Secondo il partito, la stretta è frutto di una strategia delle autorità di Ankara mirata a intensificare la pressione su iscritti ed elettori per ‘paralizzare’ l’Hdp in vista del congresso previsto a febbraio. La scorsa estate erano già finiti in manette i sindaci delle tre maggiori città curde in Turchia, compresa la ‘capitale’ Diyarbakir. Numerosi amministratori sono inoltre stati destituiti e sostituiti da commissari di nomina governativa.

In carcere da oltre tre anni resta anche l’ex leader del partito  e candidato presidente, Selahattin Demirtas. Ieri, come era già avvenuto nei giorni scorsi, è stato portato in ospedale dopo una crisi respiratoria.

Il partito ha denunciati che per giorni non gli era stato permesso di essere visitato da medici fuori dalla prigione, malgrado fosse stato trovato svenuto in cella.

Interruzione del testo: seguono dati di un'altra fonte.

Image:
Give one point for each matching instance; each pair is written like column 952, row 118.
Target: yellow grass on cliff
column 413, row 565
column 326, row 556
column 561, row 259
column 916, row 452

Nonostante le sue condizioni, dopo essere stato sottoposto ad accertamenti – tra cui una risonanza è una colonscopia –  Demirtas è stato riportato in cella.

Come lui migliaia di persone arrestate dal fallito golpe del 2016 restano in carcere con accuse mai provate e altre stanno subendo la stessa sorte.

Il finto stato di diritto’ in Turchia non garantisce più nessuno.